Накануне, поспешно выбираясь из дома в холодную тесную кухоньку, вдова не успела снять со стены портрет. Адъютант капитана, рыжий Фридрих, увидел его вечером и спросил, смеясь, Трешера:
— Эту девицу вы оставили себе?
Капитан захохотал и выстрелил в портрет.
Ну, не глупо ли стрелять в изображение ребенка.
Ганс взобрался на диван, тугие пружины которого заскрипели под его толстыми ботинками, взял рукой раму портрета и стал дергать; веревочка, на которой портрет висел, оборвалась, и денщик снял его со стены. Ганс вытер рукавом пыль, провел загрубелым пальцем по лицу девочки, словно хотел закрыть на щеке у нее дырку от пули, вздохнул, сунул портрет под мышку и вышел во двор.
Дождь, мелкий и надоедливый, не унимался; к черной земле липли бурые листья дерева, стоявшего возле крыльца. Посреди двора стоял пестрый диван, материя и дерево потемнели от дождя и лоснились: мебели навезли так много, что она не уместилась в маленьком доме, и диван этот так и оставили мокнуть на дожде.
За диваном возле каменной низкой ограды на темном фоне сада сиротливо белела хатка.
Ганс долго стоял на крыльце, посматривая на крохотное оконце, прорезанное под самой крышей домика. Во дворе было пусто и мрачно. Солдат покосился на запертые ворота, спустился с крыльца и, тяжело ступая по кирпичной дорожке, направился к домику. Он открыл низенькую дверь, переступил порог и невольно зажмурил глаза: комнатка была полна дыму.
— Дверь, дверь! — услышал он сердитый окрик.
Денщик поспешно прикрыл дверь и, жмурясь, протирая кулаком левой руки глаза, сделал шага два от порога. Правой рукой он прижимал к боку портрет.
Сидевшая на корточках возле плиты женщина в темном платье раздувала в печке слабо тлевший огонек. Увидев немецкого солдата, она прихлопнула дверцу печки, рванулась к кровати, на которой, скорчившись, сидела дрожавшая от холода девочка. Вдова обвила руками дочь, прижала к себе и, повернув голову к немцу, глухо спросила:
— Ну, что еще надо? Что вам надо от нас?
И такой гнев, такую ненависть изливали ее засверкавшие глаза, что Ганс невольно подался назад.
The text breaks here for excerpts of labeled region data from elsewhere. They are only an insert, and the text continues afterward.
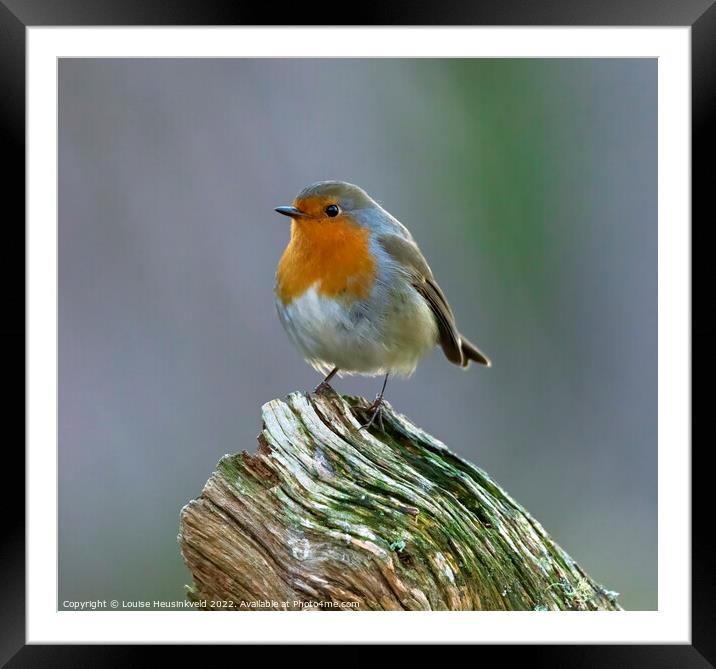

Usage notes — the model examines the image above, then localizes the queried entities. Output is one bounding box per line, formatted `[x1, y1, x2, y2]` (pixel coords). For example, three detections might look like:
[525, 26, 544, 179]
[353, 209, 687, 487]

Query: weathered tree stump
[179, 391, 620, 611]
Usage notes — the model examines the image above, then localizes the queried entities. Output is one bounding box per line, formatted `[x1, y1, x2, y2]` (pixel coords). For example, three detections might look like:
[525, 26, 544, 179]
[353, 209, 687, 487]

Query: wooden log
[178, 390, 621, 611]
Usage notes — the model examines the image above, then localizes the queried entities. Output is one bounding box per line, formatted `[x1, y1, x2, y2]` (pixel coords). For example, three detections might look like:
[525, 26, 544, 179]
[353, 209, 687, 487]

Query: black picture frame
[0, 0, 716, 669]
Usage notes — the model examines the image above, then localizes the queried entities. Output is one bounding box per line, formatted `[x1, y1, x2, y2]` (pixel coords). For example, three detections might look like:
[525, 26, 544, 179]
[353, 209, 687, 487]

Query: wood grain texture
[179, 391, 620, 611]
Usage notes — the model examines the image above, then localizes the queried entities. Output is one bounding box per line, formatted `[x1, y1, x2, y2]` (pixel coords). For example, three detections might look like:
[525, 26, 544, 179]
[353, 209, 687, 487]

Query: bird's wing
[378, 234, 467, 366]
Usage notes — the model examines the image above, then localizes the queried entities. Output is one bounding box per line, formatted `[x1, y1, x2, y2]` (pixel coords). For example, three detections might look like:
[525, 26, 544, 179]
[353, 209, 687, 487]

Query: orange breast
[276, 216, 376, 304]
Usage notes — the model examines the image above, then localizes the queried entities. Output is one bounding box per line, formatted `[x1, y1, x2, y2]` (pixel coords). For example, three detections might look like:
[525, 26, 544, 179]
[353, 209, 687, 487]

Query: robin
[275, 181, 490, 426]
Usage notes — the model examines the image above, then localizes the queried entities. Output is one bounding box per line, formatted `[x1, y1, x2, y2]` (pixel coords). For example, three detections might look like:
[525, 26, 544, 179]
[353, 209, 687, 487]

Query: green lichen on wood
[179, 391, 620, 611]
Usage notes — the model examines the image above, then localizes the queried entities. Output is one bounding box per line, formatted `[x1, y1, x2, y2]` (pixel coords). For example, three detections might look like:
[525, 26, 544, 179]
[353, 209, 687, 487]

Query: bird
[274, 181, 491, 426]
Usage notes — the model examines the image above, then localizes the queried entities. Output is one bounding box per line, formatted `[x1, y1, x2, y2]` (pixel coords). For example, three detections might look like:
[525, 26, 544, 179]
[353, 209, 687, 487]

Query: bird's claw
[359, 396, 385, 432]
[313, 381, 333, 395]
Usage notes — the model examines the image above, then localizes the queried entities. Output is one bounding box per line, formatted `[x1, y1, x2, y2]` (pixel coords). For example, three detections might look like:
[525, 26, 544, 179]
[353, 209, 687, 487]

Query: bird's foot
[313, 381, 335, 395]
[360, 395, 385, 432]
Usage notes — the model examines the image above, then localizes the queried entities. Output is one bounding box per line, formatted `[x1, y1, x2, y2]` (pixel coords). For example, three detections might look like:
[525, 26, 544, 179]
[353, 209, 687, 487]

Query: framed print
[0, 0, 716, 666]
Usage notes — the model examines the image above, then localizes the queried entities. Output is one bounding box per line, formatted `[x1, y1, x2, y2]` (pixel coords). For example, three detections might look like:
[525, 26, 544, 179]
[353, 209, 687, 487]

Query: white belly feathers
[276, 285, 438, 376]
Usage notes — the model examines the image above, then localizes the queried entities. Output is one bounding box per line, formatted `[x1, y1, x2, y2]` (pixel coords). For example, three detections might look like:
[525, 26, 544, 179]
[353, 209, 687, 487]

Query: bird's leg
[361, 374, 388, 432]
[313, 367, 338, 393]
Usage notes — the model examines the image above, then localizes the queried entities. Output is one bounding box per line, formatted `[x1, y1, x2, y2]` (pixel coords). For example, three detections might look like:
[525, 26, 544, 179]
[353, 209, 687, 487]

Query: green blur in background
[58, 59, 657, 609]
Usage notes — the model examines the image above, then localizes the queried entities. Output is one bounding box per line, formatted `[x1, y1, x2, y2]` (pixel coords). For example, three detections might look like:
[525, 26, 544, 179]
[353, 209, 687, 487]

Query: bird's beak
[275, 207, 306, 218]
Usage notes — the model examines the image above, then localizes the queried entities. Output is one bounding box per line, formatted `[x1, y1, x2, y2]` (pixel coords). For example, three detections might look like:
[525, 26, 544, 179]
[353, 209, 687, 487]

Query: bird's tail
[460, 335, 492, 367]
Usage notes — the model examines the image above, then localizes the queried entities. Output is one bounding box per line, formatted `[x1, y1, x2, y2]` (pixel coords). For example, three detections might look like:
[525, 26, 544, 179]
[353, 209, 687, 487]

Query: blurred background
[59, 59, 657, 609]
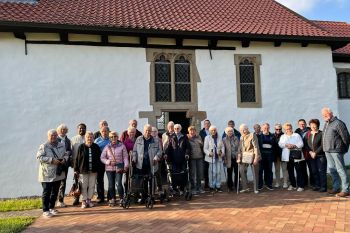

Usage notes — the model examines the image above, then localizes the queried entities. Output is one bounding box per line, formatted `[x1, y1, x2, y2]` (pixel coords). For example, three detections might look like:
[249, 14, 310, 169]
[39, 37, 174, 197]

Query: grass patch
[0, 217, 35, 233]
[0, 198, 42, 212]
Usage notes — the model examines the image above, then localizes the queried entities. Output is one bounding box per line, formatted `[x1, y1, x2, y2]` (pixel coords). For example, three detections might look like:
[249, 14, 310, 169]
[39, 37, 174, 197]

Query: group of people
[37, 108, 350, 217]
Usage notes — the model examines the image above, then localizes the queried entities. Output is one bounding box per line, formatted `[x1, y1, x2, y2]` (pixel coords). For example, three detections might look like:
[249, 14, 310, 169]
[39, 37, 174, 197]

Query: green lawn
[0, 198, 41, 212]
[0, 217, 35, 233]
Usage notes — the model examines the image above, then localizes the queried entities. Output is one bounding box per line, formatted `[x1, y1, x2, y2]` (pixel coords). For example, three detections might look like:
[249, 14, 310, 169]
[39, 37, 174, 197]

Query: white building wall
[0, 36, 344, 198]
[196, 43, 337, 133]
[0, 34, 152, 198]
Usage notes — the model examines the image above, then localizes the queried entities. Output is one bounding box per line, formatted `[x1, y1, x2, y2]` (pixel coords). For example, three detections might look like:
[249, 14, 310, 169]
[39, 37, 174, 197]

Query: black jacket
[74, 143, 104, 174]
[304, 130, 325, 157]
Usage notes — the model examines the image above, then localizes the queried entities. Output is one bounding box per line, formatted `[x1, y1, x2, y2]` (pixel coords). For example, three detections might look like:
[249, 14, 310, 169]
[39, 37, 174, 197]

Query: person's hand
[52, 159, 61, 165]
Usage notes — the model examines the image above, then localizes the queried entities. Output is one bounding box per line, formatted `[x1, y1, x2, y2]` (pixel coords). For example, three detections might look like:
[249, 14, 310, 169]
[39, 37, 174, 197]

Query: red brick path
[24, 190, 350, 233]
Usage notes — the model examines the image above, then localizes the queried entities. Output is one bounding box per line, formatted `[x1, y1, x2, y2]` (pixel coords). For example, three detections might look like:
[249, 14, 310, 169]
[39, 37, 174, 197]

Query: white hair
[225, 126, 233, 134]
[47, 129, 57, 136]
[56, 124, 68, 132]
[239, 124, 248, 132]
[174, 124, 182, 130]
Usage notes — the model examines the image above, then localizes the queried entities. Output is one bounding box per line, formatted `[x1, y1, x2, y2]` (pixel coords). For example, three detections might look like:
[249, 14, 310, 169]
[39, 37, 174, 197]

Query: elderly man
[120, 119, 142, 142]
[132, 124, 162, 203]
[57, 124, 72, 207]
[322, 108, 350, 197]
[94, 120, 108, 139]
[71, 123, 86, 205]
[36, 129, 68, 218]
[94, 126, 110, 203]
[199, 119, 211, 189]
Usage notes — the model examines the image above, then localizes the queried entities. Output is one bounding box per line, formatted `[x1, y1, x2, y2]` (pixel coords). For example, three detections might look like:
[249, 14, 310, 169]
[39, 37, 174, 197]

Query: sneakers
[56, 201, 67, 208]
[49, 209, 58, 215]
[335, 192, 350, 197]
[87, 199, 94, 208]
[81, 201, 88, 209]
[43, 211, 52, 218]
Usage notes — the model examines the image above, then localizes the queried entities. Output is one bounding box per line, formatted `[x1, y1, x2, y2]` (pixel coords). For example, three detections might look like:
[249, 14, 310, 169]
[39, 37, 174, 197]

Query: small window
[235, 54, 261, 108]
[175, 56, 191, 102]
[338, 72, 350, 99]
[155, 55, 171, 102]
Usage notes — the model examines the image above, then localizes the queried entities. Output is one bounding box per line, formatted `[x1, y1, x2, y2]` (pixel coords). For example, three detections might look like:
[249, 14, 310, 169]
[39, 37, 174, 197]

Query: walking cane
[237, 163, 241, 194]
[209, 149, 214, 196]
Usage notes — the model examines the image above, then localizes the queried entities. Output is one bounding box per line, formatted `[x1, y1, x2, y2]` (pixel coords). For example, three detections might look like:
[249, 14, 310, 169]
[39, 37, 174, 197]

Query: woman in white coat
[204, 125, 225, 192]
[278, 123, 305, 192]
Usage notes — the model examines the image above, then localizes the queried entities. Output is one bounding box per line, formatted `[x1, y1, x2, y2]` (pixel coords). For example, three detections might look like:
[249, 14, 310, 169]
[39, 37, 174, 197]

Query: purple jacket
[101, 142, 129, 172]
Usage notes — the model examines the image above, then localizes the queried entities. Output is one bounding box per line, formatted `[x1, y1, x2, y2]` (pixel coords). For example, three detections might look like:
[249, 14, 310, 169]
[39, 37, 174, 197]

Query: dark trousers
[41, 180, 61, 212]
[96, 168, 105, 201]
[309, 156, 327, 190]
[259, 153, 274, 188]
[106, 171, 124, 200]
[58, 167, 69, 202]
[203, 160, 209, 188]
[227, 159, 238, 190]
[287, 160, 306, 188]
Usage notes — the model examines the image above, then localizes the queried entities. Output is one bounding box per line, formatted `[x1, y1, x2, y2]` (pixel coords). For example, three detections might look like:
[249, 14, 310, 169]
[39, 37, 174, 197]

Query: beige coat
[36, 142, 68, 182]
[238, 133, 261, 161]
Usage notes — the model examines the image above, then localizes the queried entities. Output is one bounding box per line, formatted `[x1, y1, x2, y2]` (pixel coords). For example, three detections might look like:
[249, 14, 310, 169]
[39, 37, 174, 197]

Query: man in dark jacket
[322, 108, 350, 197]
[199, 119, 211, 189]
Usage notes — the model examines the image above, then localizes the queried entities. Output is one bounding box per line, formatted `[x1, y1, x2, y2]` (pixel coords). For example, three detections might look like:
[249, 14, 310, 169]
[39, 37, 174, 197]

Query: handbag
[289, 149, 302, 159]
[242, 152, 254, 164]
[69, 175, 82, 197]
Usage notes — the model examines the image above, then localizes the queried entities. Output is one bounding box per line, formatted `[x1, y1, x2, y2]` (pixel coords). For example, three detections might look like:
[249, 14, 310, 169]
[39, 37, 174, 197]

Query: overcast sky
[276, 0, 350, 23]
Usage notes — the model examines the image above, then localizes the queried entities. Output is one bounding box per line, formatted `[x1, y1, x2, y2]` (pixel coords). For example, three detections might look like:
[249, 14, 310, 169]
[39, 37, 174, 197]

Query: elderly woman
[101, 131, 129, 207]
[132, 124, 162, 203]
[74, 131, 101, 208]
[36, 129, 68, 218]
[305, 119, 327, 192]
[237, 124, 260, 193]
[278, 123, 305, 192]
[57, 124, 72, 207]
[204, 125, 225, 192]
[222, 127, 239, 191]
[187, 126, 203, 195]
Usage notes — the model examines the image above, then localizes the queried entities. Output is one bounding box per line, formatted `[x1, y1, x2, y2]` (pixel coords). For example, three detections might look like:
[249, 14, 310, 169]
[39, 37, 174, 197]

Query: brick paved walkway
[24, 190, 350, 233]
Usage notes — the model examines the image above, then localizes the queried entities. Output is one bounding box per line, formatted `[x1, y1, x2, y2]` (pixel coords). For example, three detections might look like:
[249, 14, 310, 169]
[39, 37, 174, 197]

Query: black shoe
[73, 198, 79, 206]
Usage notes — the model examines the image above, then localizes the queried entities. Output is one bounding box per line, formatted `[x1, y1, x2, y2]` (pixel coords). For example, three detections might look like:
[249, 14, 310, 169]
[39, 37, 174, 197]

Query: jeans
[79, 172, 97, 201]
[41, 180, 61, 212]
[310, 156, 327, 190]
[227, 158, 238, 190]
[208, 159, 223, 188]
[239, 163, 259, 191]
[287, 160, 306, 188]
[58, 167, 68, 202]
[96, 168, 105, 201]
[259, 153, 274, 188]
[326, 152, 349, 192]
[106, 171, 124, 200]
[190, 159, 203, 191]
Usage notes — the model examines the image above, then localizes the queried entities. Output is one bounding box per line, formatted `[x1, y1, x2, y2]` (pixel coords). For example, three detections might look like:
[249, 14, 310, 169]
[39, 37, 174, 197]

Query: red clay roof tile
[0, 0, 334, 37]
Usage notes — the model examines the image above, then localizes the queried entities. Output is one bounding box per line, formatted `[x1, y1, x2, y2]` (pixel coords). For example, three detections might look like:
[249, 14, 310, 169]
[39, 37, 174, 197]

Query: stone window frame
[336, 68, 350, 99]
[139, 48, 207, 130]
[234, 54, 262, 108]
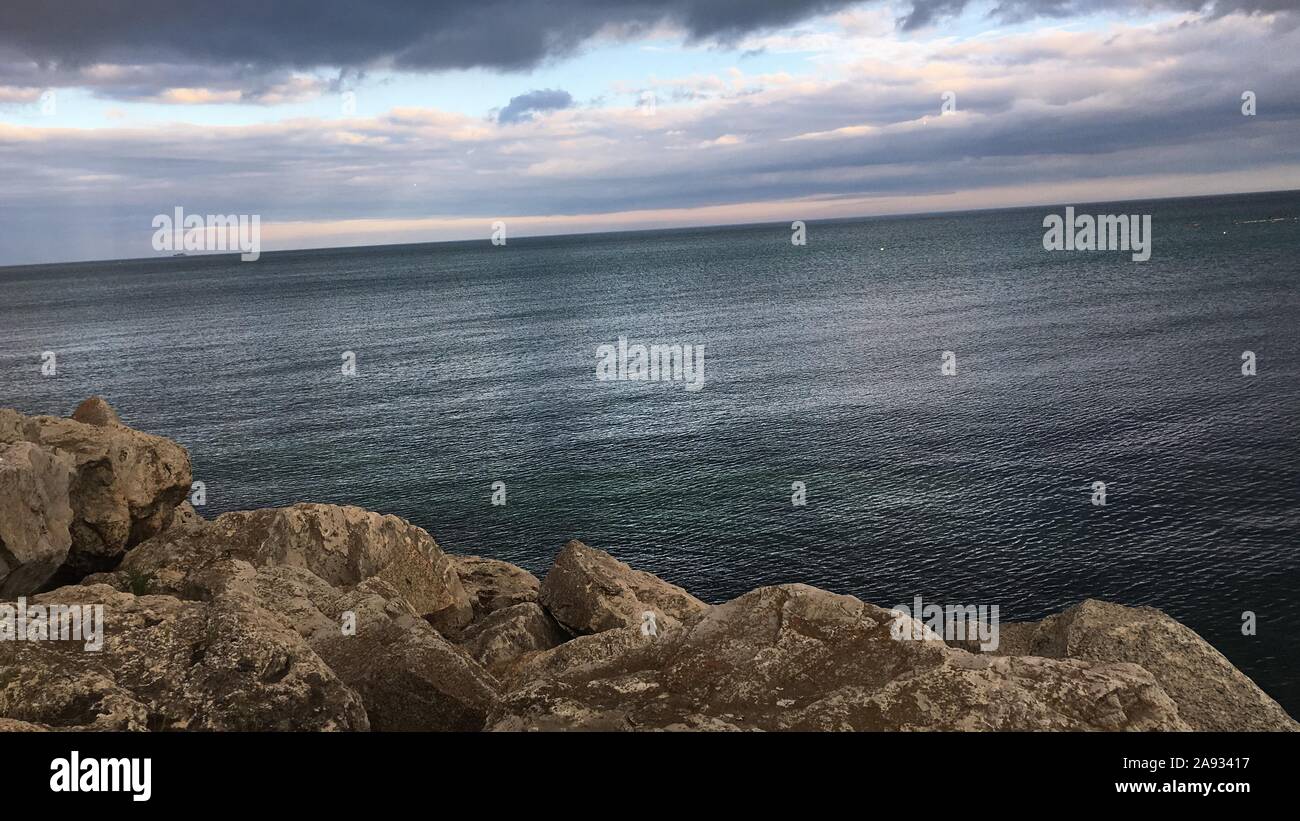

Он сунул портрет на табуретку, стоявшую у мокрой стены,—крыша, видимо, протекала, — и повернулся, чтобы уйти. Но дверь раскрылась, и он столкнулся с девушкой.
Это была она. Ганс сразу узнал лицо изображенной на портрете пионерки. Солдат осклабился и, тыкая рукой в сторону портрета, закивал головой.
— Возьми... вот... я принес...
На лице Вари Татарчук удивленно изогнулись брови. Ганс увидел в ее глазах тот же отблеск гнева и ненависти, какой был в глазах ее матери.
Девушка посторонилась, и он вышел, вобрав голову в плечи.
— Зачем он приходил? — резко спросила Варя.
— Видишь, зачем: твой портрет принес.
Катя соскочила с, кровати подбежала к табуретке и уставилась расширенными от недоумения глазами в простреленное лицо сестры.
— У-у, гады! — глухо выговорила Варя, беря портрет и ставя его на пол лицом к стене. — Мама, нам надо уйти отсюда, здесь нельзя жить, — сказала она, садясь на кровать и снимая с головы мокрый платок.
— А куда мы пойдем? Везде фашисты. Везде горе.
Мать снова принялась раздувать в плите огонь.
Ее покорная решимость жить в этой хибарке, на глазах у Трешера, угнетала и раздражала Варю. Но что можно сделать? Она права: во всех домах фашисты, везде — издевательства, везде — горе.
Она сцепила на спинке кровати руки. Прижалась лбом к холодным пальцам.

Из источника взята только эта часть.